The BIPA requires all companies that collect and use biometric information to obtain written consent from employees before collecting such data.
The act gives individuals the right to sue for violations and, if they are successful, are able to recover liquidated damages ranging from $1,000 (or actual damages, whichever is greater) for each violation for negligent violations to $5,000 for each violation for intentional or reckless violations, in addition to legal fees and costs.
Martin Ragsdale, on behalf of the class, claims that Oak Park requires employees to submit to at least two fingerprint scans each day — one for clocking in and another for clocking out.
He alleges that the facility’s practice is “invasive” and “exposes the workers to serious and irreversible privacy risks — risks that BIPA was designed to avoid — including the ever-present risk of a data breach.”
Ragsdale requests that the Illinois circuit court grant an injunction barring Oak Park from further collecting fingerprints, require Oak Park to delete all the fingerprints it has collected to date, and award the class an unspecified amount in damages and legal fees.
There have been at least 26 employment class actions based on the BIPA that have been filed from July to October in Illinois state court.

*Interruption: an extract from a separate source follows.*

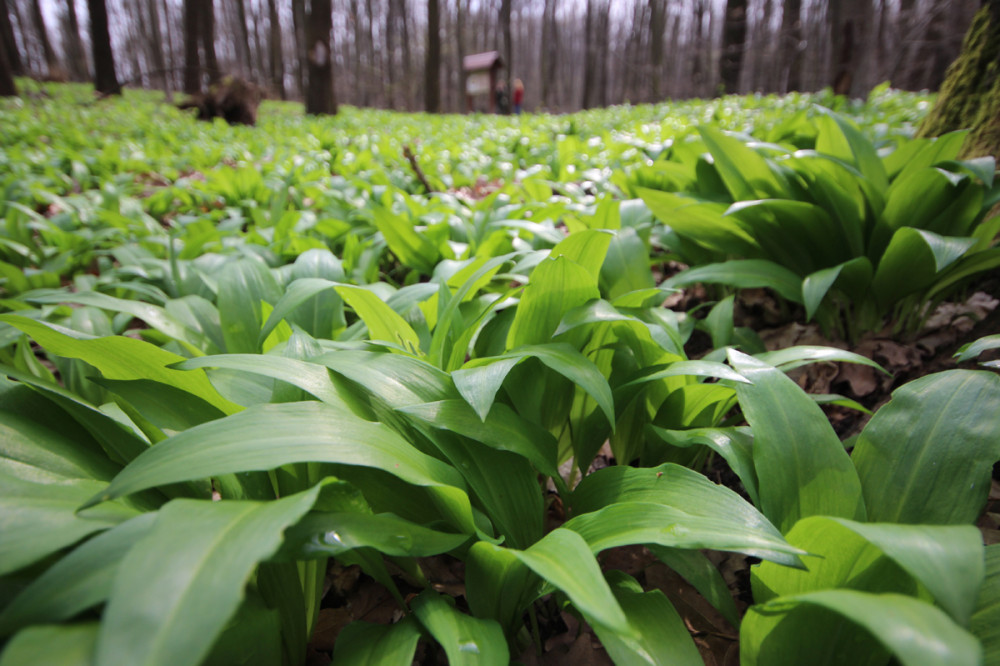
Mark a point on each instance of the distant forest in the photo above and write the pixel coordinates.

Much like the case against Oak Park, the class actions allege employer misuse of timekeeping systems that fingerprint scan and store the biometric data of employees.

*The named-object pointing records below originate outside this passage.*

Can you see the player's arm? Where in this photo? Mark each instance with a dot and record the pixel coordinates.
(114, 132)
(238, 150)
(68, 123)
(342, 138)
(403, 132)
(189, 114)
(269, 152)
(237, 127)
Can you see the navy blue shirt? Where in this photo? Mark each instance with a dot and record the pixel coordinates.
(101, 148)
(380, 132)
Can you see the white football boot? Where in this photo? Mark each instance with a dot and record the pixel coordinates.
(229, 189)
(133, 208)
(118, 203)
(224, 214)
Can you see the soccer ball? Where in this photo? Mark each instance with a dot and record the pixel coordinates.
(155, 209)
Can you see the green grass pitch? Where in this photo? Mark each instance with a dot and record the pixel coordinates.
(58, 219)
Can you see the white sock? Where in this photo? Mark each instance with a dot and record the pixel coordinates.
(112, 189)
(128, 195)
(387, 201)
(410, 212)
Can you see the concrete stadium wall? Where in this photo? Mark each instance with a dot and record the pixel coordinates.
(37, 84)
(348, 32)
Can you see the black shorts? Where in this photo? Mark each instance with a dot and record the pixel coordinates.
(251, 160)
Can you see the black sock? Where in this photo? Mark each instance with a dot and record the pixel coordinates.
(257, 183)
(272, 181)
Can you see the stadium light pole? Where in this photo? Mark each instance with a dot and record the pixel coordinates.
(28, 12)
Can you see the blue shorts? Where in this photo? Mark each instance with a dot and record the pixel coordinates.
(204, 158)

The lawsuits claim the employer failed to provide sufficient notification and obtain written consent or failed to implement a valid use policy.
While Illinois may be considered the leader in biometric data protection, several other states have enacted laws comparable to the BIPA, while other states are considering such legislation.
In July, Washington state passed a new law governing the collection and use of consumers’ biometric information, which experts view as a more business-friendly version of the Illinois Biometric Information Privacy Act (BIPA) which could serve as the model for other state legislation.